We will not make use of automated decision-making processes, except specific AI tools that donot involve the use of data in training such AI tools and do not fall under prohibited AI practices under Regulation (EU) 2024/1689. The purpose is to create output data for greater efficiency, within the basis of pre-contractual/contractual situations. Any ultimate decision-making and analysis are not automated.


Your rights

At any time, you have the right to:

  • request access to your personal data
  • rectify personal data that is inaccurate or incomplete
  • request erasure of personal data where there is no good reason to continue processing this.
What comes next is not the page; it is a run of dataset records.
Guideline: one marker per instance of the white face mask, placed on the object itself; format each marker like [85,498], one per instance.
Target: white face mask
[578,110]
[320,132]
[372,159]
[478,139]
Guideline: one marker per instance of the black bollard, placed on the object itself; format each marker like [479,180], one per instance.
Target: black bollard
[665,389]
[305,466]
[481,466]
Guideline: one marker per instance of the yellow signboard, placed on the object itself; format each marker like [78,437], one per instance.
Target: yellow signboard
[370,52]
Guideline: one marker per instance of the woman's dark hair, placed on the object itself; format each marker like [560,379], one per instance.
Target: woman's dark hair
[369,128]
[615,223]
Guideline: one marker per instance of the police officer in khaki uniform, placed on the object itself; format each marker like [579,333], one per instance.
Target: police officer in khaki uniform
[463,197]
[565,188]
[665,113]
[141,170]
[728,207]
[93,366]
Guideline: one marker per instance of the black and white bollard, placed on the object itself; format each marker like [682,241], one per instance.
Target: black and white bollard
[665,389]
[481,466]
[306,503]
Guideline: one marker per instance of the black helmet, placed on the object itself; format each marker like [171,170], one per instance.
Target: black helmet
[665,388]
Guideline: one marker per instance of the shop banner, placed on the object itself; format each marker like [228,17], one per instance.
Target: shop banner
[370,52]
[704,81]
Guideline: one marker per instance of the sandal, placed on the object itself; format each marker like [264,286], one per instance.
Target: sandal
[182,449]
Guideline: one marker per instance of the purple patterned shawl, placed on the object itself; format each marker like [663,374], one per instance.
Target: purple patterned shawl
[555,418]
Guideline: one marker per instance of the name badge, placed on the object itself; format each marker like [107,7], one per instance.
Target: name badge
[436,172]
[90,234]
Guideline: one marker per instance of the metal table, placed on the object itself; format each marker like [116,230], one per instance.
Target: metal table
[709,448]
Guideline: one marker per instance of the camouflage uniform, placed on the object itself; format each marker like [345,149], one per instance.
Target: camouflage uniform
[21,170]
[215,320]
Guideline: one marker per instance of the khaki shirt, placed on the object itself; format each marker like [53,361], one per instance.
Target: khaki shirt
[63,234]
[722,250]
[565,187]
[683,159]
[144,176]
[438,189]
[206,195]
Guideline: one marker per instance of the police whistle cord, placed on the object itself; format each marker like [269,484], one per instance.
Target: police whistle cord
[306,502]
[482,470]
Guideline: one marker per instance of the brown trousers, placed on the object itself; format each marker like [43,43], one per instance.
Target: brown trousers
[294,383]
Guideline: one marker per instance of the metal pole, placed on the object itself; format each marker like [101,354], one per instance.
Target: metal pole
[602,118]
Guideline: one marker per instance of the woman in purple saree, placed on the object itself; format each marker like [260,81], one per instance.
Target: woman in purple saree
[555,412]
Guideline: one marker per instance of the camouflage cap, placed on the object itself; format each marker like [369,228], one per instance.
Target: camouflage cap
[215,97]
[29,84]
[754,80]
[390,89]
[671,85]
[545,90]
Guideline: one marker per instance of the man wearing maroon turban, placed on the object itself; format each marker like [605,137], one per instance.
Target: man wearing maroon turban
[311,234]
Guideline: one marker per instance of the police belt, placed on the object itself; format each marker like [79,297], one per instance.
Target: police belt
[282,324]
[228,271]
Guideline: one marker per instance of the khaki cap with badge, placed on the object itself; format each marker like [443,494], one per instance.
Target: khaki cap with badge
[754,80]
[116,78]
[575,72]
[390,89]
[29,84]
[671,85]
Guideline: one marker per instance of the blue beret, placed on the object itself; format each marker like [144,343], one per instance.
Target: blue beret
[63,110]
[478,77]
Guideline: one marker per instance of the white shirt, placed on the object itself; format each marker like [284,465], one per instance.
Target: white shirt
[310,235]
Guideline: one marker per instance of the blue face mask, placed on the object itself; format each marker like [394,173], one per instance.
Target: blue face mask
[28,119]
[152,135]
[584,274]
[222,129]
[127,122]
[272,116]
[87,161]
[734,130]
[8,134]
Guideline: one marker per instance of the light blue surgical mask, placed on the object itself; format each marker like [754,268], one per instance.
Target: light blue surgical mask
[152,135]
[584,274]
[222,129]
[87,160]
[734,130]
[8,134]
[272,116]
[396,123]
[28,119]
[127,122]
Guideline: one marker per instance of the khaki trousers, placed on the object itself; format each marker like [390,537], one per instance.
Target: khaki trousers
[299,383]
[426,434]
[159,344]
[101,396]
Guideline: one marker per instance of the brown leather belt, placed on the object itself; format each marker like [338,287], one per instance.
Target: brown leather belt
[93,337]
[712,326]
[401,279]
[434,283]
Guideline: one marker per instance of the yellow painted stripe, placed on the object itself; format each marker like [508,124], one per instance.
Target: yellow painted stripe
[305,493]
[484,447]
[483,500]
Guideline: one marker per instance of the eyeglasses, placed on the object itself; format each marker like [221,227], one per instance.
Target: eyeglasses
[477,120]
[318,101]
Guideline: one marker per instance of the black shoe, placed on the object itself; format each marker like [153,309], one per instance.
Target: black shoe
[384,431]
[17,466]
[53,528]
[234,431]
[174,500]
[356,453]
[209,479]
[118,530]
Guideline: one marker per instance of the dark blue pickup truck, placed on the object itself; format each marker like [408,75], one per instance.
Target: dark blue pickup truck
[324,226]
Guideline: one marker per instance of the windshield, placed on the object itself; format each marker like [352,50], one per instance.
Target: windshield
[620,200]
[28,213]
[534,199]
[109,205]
Please note that this may be limited by any contractual or legal obligations to which we are subject
  • object to processing for legitimate purposes if this impacts your fundamental rights and freedoms
  • request restriction of personal data if you want us to establish the data accuracy, or if our use of data is unlawful but you do not want it erased, or if you require us to hold data in order to establish, exercise or defend legal claims, or if you object to the data use, but we need to clarify whether there are overriding legitimate grounds
  • request transfer to you or a third party, only applicable to automated information
  • withdraw consent where this is the legal basis for processing, without affecting the lawfulness of such processing before the withdrawal of consent
  • make a complaint to the relevant regulator in the EU Member State of your habitual residence, your place of work, or the place of the alleged infringement


The French data protection authority (Commission nationale de l’informatique et des libertés) is located at 3 Place de Fontenoy, TSA 80715, 75334 Paris Cedex 07 or can be contacted through https://www.cnil.fr/fr.

No fee is payable to access or exercise any of your rights. However, we may charge a reasonable fee if your request is clearly unfounded, repetitive or excessive. Alternatively we could refuse to comply with your request in these circumstances.
We may need to request specific information from you to confirm your identity, as a security measure to ensure personal data is not disclosed to any other person mistakenly. We try to respond to all legitimate requests within one month.